Interesting article at Yahoo Finance about WalMart’s health benefits. Read down to the discussion of Colby Howard, a young smoker making somewhere less than $20k annually who may drop his employer-sponsored health insurance coverage rather than pay the $720 annual contribution. This may be a rational decision for Mr. Howard; if he drops his coverage, he may qualify for Medicaid.

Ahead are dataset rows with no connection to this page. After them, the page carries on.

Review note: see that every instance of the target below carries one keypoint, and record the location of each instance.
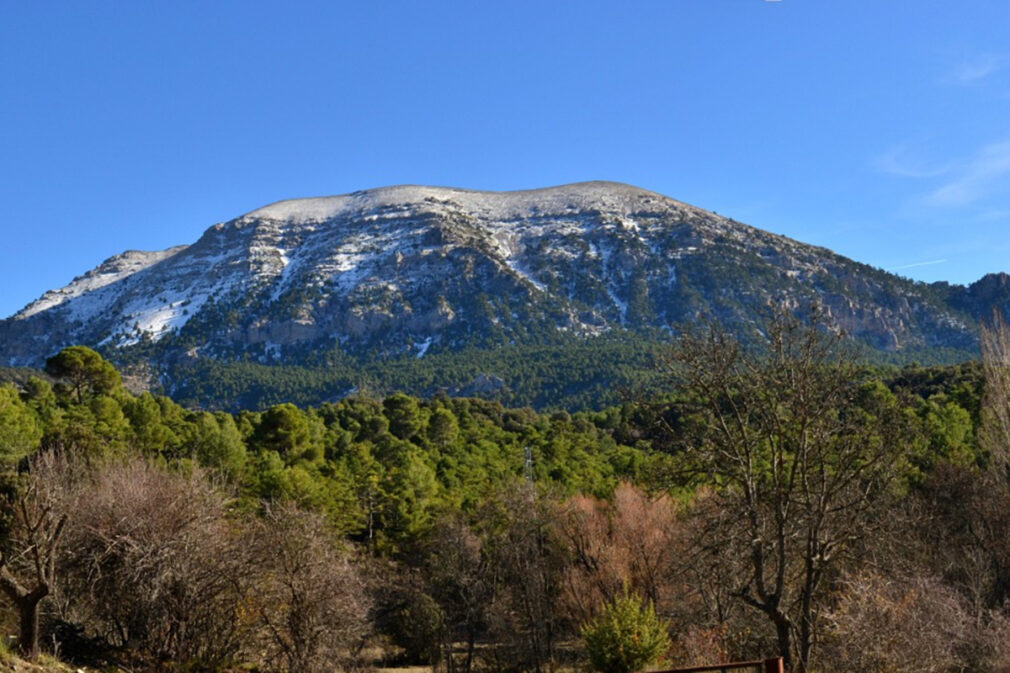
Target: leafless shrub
(309, 598)
(900, 625)
(152, 563)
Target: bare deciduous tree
(153, 562)
(309, 597)
(799, 456)
(28, 568)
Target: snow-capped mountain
(412, 270)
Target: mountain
(408, 272)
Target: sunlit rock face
(413, 270)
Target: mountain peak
(419, 270)
(615, 196)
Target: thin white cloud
(900, 162)
(975, 178)
(917, 264)
(976, 70)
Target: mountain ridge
(408, 271)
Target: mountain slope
(413, 271)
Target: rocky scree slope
(415, 270)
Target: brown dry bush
(152, 564)
(310, 600)
(909, 623)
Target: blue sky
(880, 129)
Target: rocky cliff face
(413, 270)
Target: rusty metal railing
(763, 665)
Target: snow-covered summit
(610, 196)
(418, 270)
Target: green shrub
(626, 637)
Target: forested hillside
(761, 504)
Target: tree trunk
(783, 633)
(27, 608)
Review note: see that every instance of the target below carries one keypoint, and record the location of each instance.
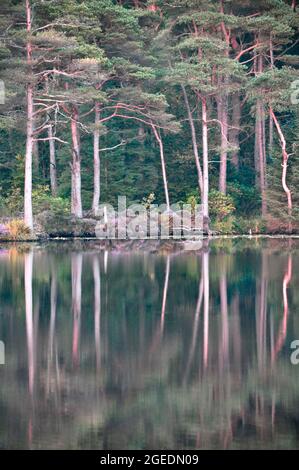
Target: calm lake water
(137, 350)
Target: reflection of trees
(28, 267)
(205, 384)
(76, 303)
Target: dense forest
(184, 101)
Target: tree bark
(235, 131)
(222, 106)
(28, 268)
(260, 145)
(53, 169)
(285, 158)
(194, 140)
(76, 166)
(96, 163)
(28, 216)
(77, 260)
(159, 140)
(205, 151)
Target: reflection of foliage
(149, 391)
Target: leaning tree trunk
(260, 143)
(205, 153)
(194, 140)
(76, 167)
(159, 140)
(285, 159)
(96, 163)
(53, 169)
(28, 217)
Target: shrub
(18, 230)
(244, 226)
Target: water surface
(190, 350)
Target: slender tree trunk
(271, 124)
(285, 158)
(222, 106)
(282, 333)
(158, 137)
(194, 140)
(96, 163)
(235, 131)
(205, 151)
(76, 167)
(28, 216)
(53, 169)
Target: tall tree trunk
(285, 158)
(76, 303)
(194, 140)
(76, 166)
(28, 216)
(53, 169)
(205, 152)
(96, 162)
(158, 137)
(235, 128)
(222, 106)
(206, 281)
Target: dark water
(150, 351)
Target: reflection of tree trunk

It is easy to take shots at Mr. Howard. If this Texan purchases one pack of cigarettes a day, he will spend $2000 annually on his smoking habit, yet he won’t spend $720 annually on health insurance. And now, the Affordable Care Act gives this free-rider-in-the-making an out. We may feel more sympathy for Barbara Andridge (apparently a non-smoker with an out-of work husband) who may also get government health insurance rather than make her contributions to the WalMart sponsored plan. But the implications for our healthcare system are similar. As much as policy analysts discuss the health insurance exchanges, it is the expansion of Medicaid that seems likely to blow out the budget. There are likely many Colby Howards and Barbara Andridges out there, especially during an economic downturn where many folks would be happy to be working at WalMart.
A few years ago I wrote a research paper about medical bankruptcy. I noted that critics of the US Healthcare system complain that Americans should not have to pay even $1000 annually for their medical care. But no one complains that we spend more than this on food, clothing, and housing. Until we have a mindset that we need to budget for healthcare in the same way that we need to budget for other necessities, we will continue to make taxpayer-funded insurance our default option. And as the size of the healthcare entitlement continues to grow, the upcoming fiscal cliff will seem rather puny.